Medicare Advantage upcoding
The issue: A bill from Sens. Bill Cassidy and Jeff Merkley would crack down on "upcoding," a practice in which Medicare Advantage insurers classify patients as sicker to secure higher government payouts.
Status: No formal committee action, but it was considered for the reconciliation bill and could be an enticing payfor for other health measures in the future.
Cost estimate: $200 billion to $270 billion in savings over 10 years, per Cassidy's office.
What's next: We're watching how successful insurers are in mounting opposition and whether a major health package comes together that could be a vehicle for the bill.
Drug patent bills
The issue: Bipartisan measures to lower drug prices by cracking down on ways drug companies can game the patent system to delay competition from generics.
- One prominent effort would prohibit "patent thickets," or an array of patents that manufacturers take out on the same product.

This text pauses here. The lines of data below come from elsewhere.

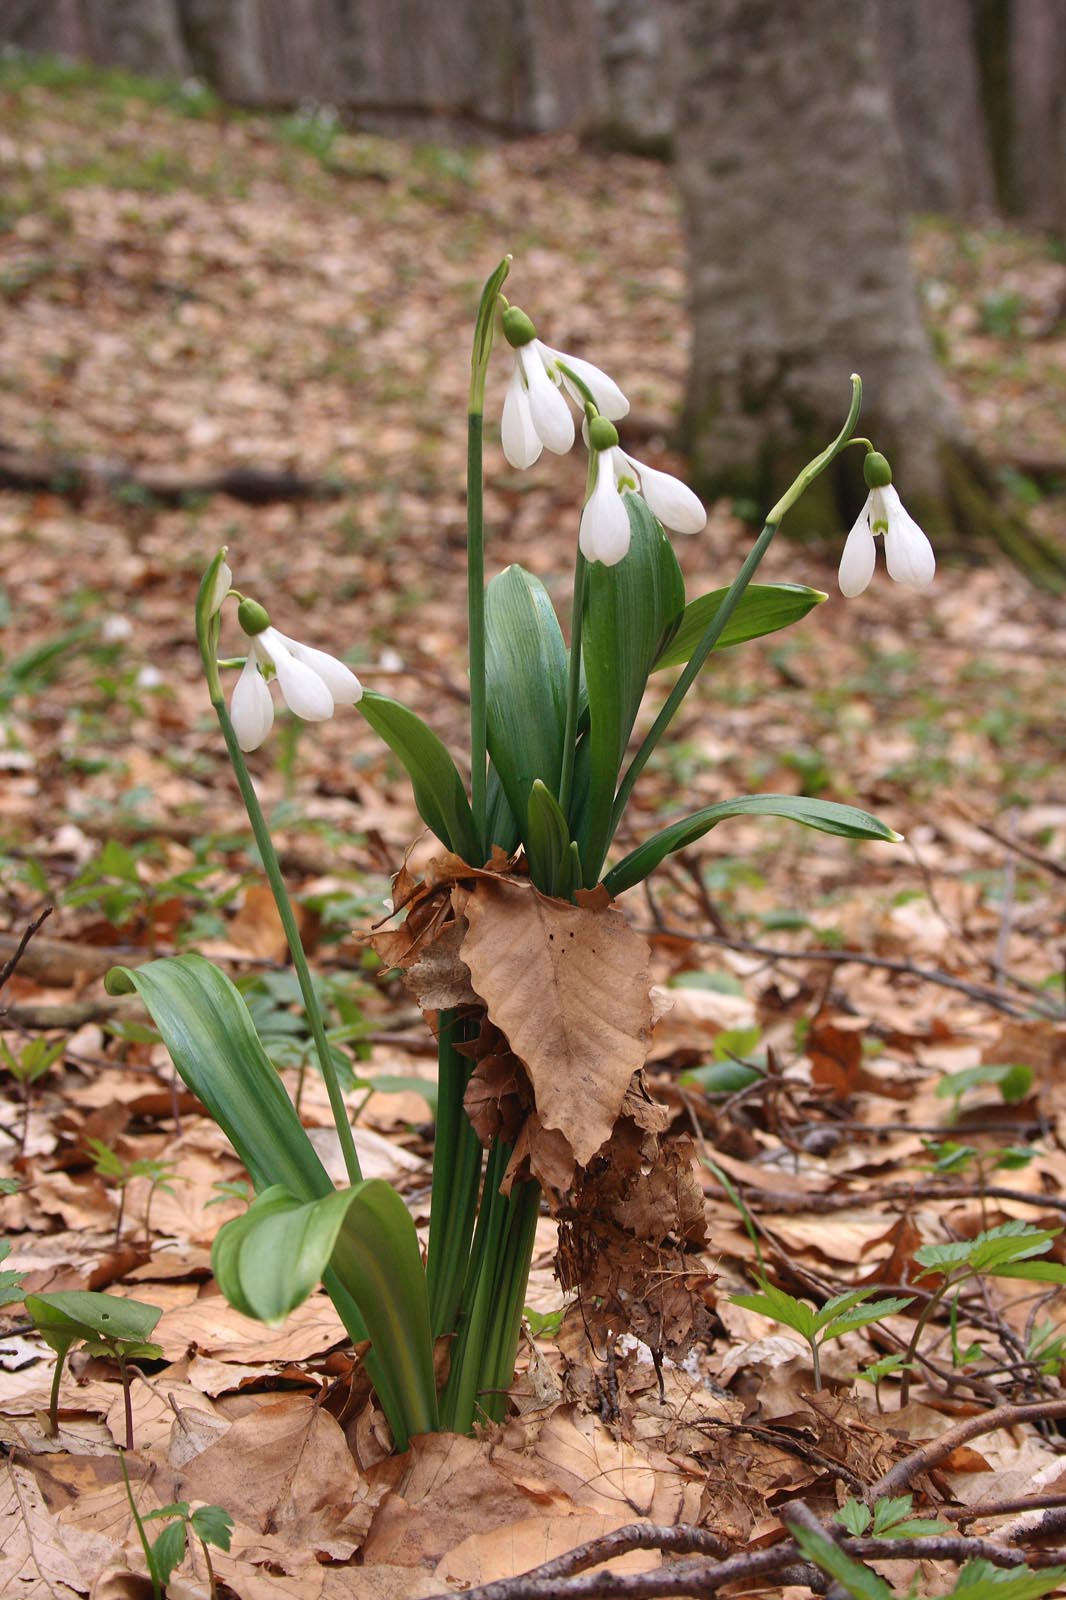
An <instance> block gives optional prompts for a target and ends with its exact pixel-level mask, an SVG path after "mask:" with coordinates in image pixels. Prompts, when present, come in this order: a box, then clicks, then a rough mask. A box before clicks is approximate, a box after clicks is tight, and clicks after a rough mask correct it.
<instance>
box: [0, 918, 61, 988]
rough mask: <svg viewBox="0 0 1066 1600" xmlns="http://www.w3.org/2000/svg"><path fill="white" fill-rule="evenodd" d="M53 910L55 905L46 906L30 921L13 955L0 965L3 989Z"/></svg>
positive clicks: (11, 954)
mask: <svg viewBox="0 0 1066 1600" xmlns="http://www.w3.org/2000/svg"><path fill="white" fill-rule="evenodd" d="M51 912H53V907H51V906H45V909H43V912H40V915H38V917H34V920H32V922H30V925H29V926H27V928H26V930H24V933H22V938H21V939H19V942H18V944H16V946H14V950H13V952H11V955H8V958H6V962H5V963H3V966H0V989H3V986H5V984H6V981H8V978H10V976H11V973H13V971H14V968H16V966H18V965H19V962H21V960H22V957H24V955H26V949H27V946H29V942H30V939H32V938H34V934H35V933H37V930H38V928H40V926H42V925H43V923H45V922H46V920H48V918H50V917H51Z"/></svg>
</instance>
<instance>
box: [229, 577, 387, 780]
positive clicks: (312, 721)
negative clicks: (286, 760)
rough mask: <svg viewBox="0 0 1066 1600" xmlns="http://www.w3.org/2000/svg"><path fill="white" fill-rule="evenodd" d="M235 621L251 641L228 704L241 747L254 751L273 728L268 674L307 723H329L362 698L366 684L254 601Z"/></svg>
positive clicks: (242, 607)
mask: <svg viewBox="0 0 1066 1600" xmlns="http://www.w3.org/2000/svg"><path fill="white" fill-rule="evenodd" d="M237 619H238V622H240V626H242V627H243V630H245V634H248V638H250V643H251V648H250V651H248V658H246V661H245V666H243V672H242V674H240V677H238V680H237V686H235V688H234V694H232V699H230V704H229V715H230V720H232V723H234V730H235V733H237V742H238V744H240V747H242V750H256V749H258V747H259V746H261V744H262V741H264V739H266V736H267V734H269V731H271V728H272V726H274V699H272V696H271V688H269V683H267V678H266V677H264V672H266V674H271V675H272V677H275V678H277V685H279V688H280V691H282V699H283V701H285V704H287V706H288V709H290V710H291V712H295V714H296V717H303V718H304V722H327V720H328V718H330V717H331V715H333V712H335V710H336V707H338V706H355V704H357V702H359V701H360V699H362V694H363V686H362V683H360V682H359V678H357V677H355V674H354V672H352V670H351V667H346V666H344V662H343V661H338V659H336V656H330V654H327V651H325V650H314V648H312V646H311V645H301V643H299V640H296V638H290V637H288V635H287V634H282V632H280V630H279V629H277V627H272V626H271V619H269V616H267V613H266V611H264V610H262V606H261V605H258V603H256V602H254V600H242V603H240V606H238V611H237Z"/></svg>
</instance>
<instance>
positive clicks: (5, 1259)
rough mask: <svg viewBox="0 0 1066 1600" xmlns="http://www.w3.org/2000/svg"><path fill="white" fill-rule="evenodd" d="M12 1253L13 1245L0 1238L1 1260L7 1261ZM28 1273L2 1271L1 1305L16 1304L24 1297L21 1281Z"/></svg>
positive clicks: (12, 1304)
mask: <svg viewBox="0 0 1066 1600" xmlns="http://www.w3.org/2000/svg"><path fill="white" fill-rule="evenodd" d="M10 1254H11V1245H10V1242H8V1240H6V1238H0V1261H6V1259H8V1256H10ZM24 1275H26V1274H22V1272H11V1269H8V1270H6V1272H0V1306H14V1304H16V1302H18V1301H21V1299H22V1290H21V1283H22V1278H24Z"/></svg>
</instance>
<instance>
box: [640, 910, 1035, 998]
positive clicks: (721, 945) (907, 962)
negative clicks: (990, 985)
mask: <svg viewBox="0 0 1066 1600" xmlns="http://www.w3.org/2000/svg"><path fill="white" fill-rule="evenodd" d="M637 931H639V933H645V934H651V936H655V934H656V933H658V934H661V936H663V938H669V939H683V941H685V942H687V944H715V946H719V947H720V949H727V950H738V952H739V954H741V955H763V957H765V958H767V960H768V962H829V963H831V965H836V966H848V965H855V966H876V968H879V970H880V971H885V973H903V974H904V976H906V978H917V979H919V981H920V982H924V984H936V986H938V987H940V989H954V990H957V992H959V994H964V995H968V997H970V1000H980V1002H981V1003H983V1005H988V1006H992V1010H994V1011H1005V1013H1007V1016H1028V1014H1029V1013H1031V1011H1039V1013H1040V1014H1042V1016H1048V1018H1058V1016H1061V1011H1060V1008H1058V1006H1048V1005H1047V1003H1044V1005H1039V1003H1037V1002H1036V1000H1032V1003H1031V1005H1028V1006H1021V1005H1015V1003H1013V1000H1007V997H1005V995H1000V994H997V990H996V989H989V987H988V986H986V984H970V982H967V981H965V979H964V978H952V974H951V973H941V971H940V970H938V968H935V966H916V965H914V962H898V960H893V958H892V957H888V955H868V954H866V952H864V950H781V949H778V947H776V946H771V944H754V942H751V941H749V939H725V938H722V936H720V934H717V933H688V931H687V930H685V928H639V930H637Z"/></svg>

- Another bill targets "product hopping," small changes that manufacturers can make to a drug with the intent of delaying competition.
Status: Both advanced out of Senate Judiciary Committee on a bipartisan vote.
Cost estimate: About $3 billion in savings over 10 years, CBO found last year.
What's next: The patent thicket measure was in the December health package that collapsed, and could be revived if there is another package.
Labor-HHS Appropriations
The issue: FY26 government funding levels for health agencies, including HHS, NIH, CMS and CDC.
Status: Advanced out of Senate Appropriations on a bipartisan vote. House Appropriations hasn't acted on the bill yet.
Cost estimate: Total funding levels weren't immediately available, but the NIH received a $400 million budget increase.
What's next: House Appropriations is expected to take up the Labor-HHS bill in September. Senate appropriators have said they want to send the Labor-HHS bill to the floor in September.
- But disputes over this and other spending bills could prompt a shutdown and will likely necessitate a short-term continuing resolution at the end of September.
Ag-FDA Appropriations
The issue: FY26 government funding level for the FDA.
Status: Advanced out of Senate Appropriations on a bipartisan vote. Advanced out of House Appropriations on a party-line vote.
Cost estimate: The Senate funded the FDA at $7 billion. The House funded the FDA at $6.8 billion.
What's next: The Senate may bundle the Ag-FDA bill into a minibus with other funding bills and put it on the Senate floor as soon as this week, or in September. The House will likely put appropriations bills on the floor in September. A short-term CR is still likely.
Enhanced ACA subsidies
The issue: More generous subsidies that help people on the ACA marketplaces afford their premiums expire at the end of this year.
Status: No formal committee action, but some Republicans have expressed openness to a year-end deal that continues the subsidies in some form.
Cost estimate: $335 billion over 10 years, per CBO last year.
What's next: Democrats will try to ramp up political pressure over August recess about fears of premium increases to try to get enough Republicans to the table.